Yeah. It's a lame play on words. But that's how I feel often enough. I feel like I'm trying to live up to some outdated principles that no one else goes by anymore, and I have as little chance in living up to them as I do in beating back a tornado.
If it was only the tornado principles, I think I could handle it. I mean sure, cyclones make your heart explode, but I have a higher chance of anal cancer in my family than I do of heart attacks, so I'm not really fearing the whirlwind. No, what makes my journey difficult is the act wanting in and of itself; both wanting to succumb or wanting to persevere seem to be a constant plague. Either I feel regret for my soul or I feel a righteousness in its state, a mind-bending depression or a disgust with my entire surroundings; either way, I end up filled with hate for something.
It's ridiculous.

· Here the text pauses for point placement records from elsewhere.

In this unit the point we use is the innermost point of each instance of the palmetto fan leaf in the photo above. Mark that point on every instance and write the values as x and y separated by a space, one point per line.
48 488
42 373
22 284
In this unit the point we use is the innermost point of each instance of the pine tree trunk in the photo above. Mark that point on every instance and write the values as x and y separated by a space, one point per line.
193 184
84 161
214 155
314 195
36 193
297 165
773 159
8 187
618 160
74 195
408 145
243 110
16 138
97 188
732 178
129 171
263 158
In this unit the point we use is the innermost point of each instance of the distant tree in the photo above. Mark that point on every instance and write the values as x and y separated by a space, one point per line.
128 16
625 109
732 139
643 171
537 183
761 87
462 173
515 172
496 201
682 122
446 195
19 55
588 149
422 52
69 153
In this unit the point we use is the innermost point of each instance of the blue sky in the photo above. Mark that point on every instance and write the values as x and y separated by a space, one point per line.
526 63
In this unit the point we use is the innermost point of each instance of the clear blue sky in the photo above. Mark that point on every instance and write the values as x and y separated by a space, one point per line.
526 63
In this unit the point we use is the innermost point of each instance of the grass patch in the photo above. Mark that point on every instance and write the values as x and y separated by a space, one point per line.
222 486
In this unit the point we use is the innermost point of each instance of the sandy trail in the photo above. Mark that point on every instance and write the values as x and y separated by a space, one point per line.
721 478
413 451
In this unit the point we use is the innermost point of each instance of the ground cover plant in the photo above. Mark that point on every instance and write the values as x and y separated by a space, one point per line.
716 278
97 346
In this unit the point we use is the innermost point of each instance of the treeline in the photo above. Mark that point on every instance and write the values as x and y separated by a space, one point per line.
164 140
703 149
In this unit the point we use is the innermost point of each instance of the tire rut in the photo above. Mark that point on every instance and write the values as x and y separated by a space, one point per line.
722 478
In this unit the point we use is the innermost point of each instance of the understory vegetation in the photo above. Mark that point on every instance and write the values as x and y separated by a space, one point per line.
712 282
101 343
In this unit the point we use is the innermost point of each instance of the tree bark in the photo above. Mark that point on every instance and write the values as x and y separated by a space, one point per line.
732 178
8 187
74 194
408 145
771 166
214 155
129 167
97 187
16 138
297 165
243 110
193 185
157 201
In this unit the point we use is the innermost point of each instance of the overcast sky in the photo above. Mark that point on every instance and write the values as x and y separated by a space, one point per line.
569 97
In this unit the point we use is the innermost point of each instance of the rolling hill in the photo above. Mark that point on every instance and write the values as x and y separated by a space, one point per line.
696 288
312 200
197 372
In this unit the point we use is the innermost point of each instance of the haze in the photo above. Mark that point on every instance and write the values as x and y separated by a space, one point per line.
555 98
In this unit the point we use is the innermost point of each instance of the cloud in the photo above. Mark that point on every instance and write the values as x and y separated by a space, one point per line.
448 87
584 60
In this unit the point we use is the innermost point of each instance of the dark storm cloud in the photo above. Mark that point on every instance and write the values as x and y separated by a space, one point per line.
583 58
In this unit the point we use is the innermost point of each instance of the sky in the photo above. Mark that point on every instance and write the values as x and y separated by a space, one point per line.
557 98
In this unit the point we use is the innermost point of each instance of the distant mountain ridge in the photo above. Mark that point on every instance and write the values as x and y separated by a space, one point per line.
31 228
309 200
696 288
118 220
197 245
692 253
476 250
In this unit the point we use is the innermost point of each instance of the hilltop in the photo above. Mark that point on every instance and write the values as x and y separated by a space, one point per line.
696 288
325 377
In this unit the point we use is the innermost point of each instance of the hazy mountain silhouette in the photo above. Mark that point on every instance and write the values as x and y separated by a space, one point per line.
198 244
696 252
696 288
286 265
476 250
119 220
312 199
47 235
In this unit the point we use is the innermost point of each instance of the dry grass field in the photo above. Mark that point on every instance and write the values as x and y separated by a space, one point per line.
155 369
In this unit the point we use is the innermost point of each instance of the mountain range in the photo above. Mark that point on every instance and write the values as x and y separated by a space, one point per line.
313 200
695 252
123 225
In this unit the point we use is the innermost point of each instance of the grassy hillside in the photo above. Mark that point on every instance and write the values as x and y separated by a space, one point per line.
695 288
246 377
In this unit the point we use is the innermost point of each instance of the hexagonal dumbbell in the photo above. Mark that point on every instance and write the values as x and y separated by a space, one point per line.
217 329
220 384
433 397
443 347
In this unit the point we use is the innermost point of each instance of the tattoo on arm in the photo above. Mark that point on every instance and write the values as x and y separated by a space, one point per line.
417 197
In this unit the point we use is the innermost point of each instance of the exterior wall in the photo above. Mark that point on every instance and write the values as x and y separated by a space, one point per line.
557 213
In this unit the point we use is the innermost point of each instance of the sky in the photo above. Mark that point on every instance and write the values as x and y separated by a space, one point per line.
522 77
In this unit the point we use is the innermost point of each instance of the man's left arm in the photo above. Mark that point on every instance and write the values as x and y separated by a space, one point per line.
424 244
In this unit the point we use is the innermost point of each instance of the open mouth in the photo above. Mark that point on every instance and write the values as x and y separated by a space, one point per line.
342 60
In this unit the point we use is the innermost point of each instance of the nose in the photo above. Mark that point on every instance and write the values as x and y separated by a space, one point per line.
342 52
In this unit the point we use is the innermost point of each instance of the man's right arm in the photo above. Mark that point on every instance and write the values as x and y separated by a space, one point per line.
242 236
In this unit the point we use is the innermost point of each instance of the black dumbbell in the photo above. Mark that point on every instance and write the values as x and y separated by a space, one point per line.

If God wants me and I feel bad about it, I am feeling bad that the most powerful being in all existence--hell, the being that made existence--wants to be with me. It makes yo wonder, though. You would figure that an entity this powerful would be able to snap his proverbial fingers and not only would I not feel bad, but I'd be up there with him.
But maybe that's not what it's about. It's not about physically being with God, is it? It's about seeing him in the little things. Maybe if I can learn to see God in the little things, then it's no longer about adhering to a strict outdated list but about supporting a new friendship. Something to ponder, at least.